Alors que la désertification médicale s'intensifie année après année, nos concitoyens ne peuvent que constater les dégâts : morts inexpliquées à l'hôpital, attente interminable chez les médecins généralistes, longs délais – parfois près d'un an – pour obtenir un rendez-vous chez un spécialiste. La liste est longue. Je reconnais à la rapporteure Stéphanie Rist le mérite d'avoir essayé de résoudre ces problèmes avec cette proposition de loi.

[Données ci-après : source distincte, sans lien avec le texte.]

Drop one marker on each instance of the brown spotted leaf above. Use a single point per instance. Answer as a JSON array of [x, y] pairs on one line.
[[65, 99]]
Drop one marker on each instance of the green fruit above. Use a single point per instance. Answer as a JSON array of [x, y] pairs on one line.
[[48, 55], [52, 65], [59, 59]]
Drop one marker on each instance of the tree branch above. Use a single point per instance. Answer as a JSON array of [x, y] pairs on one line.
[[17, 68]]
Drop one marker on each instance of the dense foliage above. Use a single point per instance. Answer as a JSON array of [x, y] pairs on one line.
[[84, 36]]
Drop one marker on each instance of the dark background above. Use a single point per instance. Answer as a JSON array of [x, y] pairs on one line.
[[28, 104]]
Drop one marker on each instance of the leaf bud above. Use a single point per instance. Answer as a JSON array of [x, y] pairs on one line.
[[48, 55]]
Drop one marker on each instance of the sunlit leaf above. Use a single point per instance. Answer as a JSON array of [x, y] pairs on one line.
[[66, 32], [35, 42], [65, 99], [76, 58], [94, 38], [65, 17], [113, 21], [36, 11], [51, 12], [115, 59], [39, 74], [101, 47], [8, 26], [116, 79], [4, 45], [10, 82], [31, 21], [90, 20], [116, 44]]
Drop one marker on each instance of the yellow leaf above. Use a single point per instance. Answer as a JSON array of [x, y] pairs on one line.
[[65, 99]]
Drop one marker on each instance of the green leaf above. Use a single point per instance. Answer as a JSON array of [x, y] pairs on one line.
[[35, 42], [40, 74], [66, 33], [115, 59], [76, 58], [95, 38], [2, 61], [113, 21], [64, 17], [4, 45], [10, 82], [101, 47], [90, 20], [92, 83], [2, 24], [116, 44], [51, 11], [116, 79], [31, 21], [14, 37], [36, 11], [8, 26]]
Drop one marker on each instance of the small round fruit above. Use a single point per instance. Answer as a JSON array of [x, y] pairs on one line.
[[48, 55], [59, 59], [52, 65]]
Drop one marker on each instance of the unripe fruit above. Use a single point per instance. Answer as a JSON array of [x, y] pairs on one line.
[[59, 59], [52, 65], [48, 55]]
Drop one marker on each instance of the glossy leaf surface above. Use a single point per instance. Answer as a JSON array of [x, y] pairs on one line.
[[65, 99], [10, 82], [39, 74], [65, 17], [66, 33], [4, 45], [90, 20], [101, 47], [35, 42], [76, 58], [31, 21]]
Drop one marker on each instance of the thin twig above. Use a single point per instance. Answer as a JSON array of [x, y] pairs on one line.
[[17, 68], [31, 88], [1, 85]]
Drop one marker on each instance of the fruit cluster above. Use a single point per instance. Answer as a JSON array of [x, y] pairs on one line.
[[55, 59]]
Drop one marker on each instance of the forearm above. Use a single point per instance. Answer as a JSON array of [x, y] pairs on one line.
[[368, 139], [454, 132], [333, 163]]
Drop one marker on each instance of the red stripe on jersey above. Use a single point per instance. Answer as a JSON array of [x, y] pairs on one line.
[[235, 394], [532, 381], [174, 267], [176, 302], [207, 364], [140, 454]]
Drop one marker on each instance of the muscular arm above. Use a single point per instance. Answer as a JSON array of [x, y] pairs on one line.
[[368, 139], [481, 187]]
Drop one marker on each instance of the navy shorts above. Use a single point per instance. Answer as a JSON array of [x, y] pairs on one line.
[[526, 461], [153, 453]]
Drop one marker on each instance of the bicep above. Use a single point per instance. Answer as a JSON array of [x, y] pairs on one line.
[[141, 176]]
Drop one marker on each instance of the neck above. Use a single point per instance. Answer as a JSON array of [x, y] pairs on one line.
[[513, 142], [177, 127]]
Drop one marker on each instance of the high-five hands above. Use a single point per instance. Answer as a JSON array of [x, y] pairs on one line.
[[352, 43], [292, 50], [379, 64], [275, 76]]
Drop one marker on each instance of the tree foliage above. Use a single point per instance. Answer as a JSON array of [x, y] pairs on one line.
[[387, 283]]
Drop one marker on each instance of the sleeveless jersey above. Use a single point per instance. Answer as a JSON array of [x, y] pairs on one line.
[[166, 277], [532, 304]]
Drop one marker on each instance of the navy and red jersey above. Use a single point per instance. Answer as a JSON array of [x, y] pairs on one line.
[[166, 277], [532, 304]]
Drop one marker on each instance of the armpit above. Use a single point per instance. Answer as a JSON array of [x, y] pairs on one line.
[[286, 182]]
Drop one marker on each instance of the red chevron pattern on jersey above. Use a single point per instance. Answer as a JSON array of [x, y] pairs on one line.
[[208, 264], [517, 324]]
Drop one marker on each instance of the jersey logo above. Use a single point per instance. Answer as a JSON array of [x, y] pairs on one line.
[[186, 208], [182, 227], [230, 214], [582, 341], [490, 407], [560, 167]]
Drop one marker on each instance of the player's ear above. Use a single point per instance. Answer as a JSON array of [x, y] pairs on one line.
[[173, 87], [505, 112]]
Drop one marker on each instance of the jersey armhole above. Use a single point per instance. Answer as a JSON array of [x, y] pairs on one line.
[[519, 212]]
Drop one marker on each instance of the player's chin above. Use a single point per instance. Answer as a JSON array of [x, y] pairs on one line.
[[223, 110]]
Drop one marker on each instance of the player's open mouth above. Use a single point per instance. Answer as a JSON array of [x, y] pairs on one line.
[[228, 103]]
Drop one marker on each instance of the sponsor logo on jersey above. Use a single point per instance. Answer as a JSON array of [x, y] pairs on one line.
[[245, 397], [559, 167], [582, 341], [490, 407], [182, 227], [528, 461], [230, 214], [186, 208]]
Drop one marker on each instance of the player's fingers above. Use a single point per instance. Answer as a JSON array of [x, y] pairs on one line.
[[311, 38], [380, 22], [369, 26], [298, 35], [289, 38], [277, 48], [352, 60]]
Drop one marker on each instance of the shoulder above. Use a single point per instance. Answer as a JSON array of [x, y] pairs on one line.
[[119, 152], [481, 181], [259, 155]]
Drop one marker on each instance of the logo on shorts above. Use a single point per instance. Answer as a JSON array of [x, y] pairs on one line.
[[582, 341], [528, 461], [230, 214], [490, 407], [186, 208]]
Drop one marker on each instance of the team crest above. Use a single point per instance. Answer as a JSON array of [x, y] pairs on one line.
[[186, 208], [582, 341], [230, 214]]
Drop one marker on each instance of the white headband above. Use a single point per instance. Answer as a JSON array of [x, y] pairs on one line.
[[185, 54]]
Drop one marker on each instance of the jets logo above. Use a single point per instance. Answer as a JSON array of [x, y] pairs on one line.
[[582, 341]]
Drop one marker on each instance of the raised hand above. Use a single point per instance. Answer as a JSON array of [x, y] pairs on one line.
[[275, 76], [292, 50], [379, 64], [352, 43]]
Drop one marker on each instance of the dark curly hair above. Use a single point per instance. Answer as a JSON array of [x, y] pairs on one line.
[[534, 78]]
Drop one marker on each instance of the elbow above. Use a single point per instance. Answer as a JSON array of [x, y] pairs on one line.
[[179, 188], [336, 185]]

Mais tant que vous resterez sourds aux demandes de régulation de la population, des élus et des professionnels de santé, la situation continuera de s'aggraver.
Depuis le début, les députés du groupe Socialistes et apparentés ont une opinion mitigée sur ce texte.
Faciliter l'accès direct à plusieurs spécialités est une bonne chose et nous soutenons cette mesure ; cela permettra à de nombreux Français de se soigner plus facilement, dans certaines situations bien précises. Aller chez un kinésithérapeute quand on a une entorse ou chez un orthophoniste pour traiter des troubles de la communication ne devrait pas nécessiter une consultation préalable chez un médecin généraliste. Évidemment, pour ne pas rompre l'accès égal aux soins, il faut en garantir un remboursement satisfaisant, prévu dans cette proposition de loi.
Encourager les protocoles de coopération, qui demeurent bien trop marginaux, c'est améliorer la qualité des soins par la pluridisciplinarité. Cela envoie aussi un bon signal aux membres des professions médicales, actuels et en devenir, en renforçant l'attractivité de leurs métiers.
Enfin, il me semble de bon augure de décharger les médecins généralistes de certaines tâches grâce aux assistants médicaux, ainsi que les dentistes grâce à la création d'une profession d'assistant en médecine bucco-dentaire. Alors que notre pays souffre d'un manque de médecins, redonner à ces derniers du temps médical leur permettrait de se concentrer sur leur cœur de métier – soigner les gens – plutôt que de remplir des tâches administratives.
Cependant, ces quelques avancées sont mineures. Alors que chaque jour, dans nos territoires, nous sommes interpellés au sujet du manque de médecins, ce texte ne nous semble pas assez ambitieux. Nous, députés du groupe Socialistes et apparentés, avons pourtant été plus qu'ouverts à la discussion. Nous avons proposé de nombreux amendements d'amélioration, visant par exemple à créer un statut d'infirmier anesthésiste ; vous n'en avez pas voulu et le Gouvernement n'a pas jugé utile de les reprendre. De la même façon, depuis cinq ans, vous refusez de voir l'évidence : ce n'est qu'en appliquant une politique de régulation que nous enverrons des médecins dans les territoires qui en manquent. Toutes ces propositions émanent du groupe de travail transpartisan sur les déserts médicaux lancé par Guillaume Garot. Nous avons écouté les acteurs concernés et nous avons réfléchi ensemble, malgré nos divergences politiques, pour proposer des solutions communes, dans l'intérêt général.
Nous espérons maintenant que ces propositions rencontreront dans l'hémicycle un accueil aussi positif qu'au sein de la population. Ce n'est pas en corrigeant ici et là les défaillances profondes d'un système à bout de souffle que nous résoudrons le problème crucial de la désertification médicale. Telle est la perception que nous, députés du groupe Socialistes et apparentés, avons de cette proposition de loi ; nous en sommes les premiers désolés. Mais eu égard au peu d'ouverture au dialogue du Gouvernement et à l'impact trop limité de ce texte, nous ne pouvons le soutenir totalement. C'est pourquoi nous nous abstiendrons.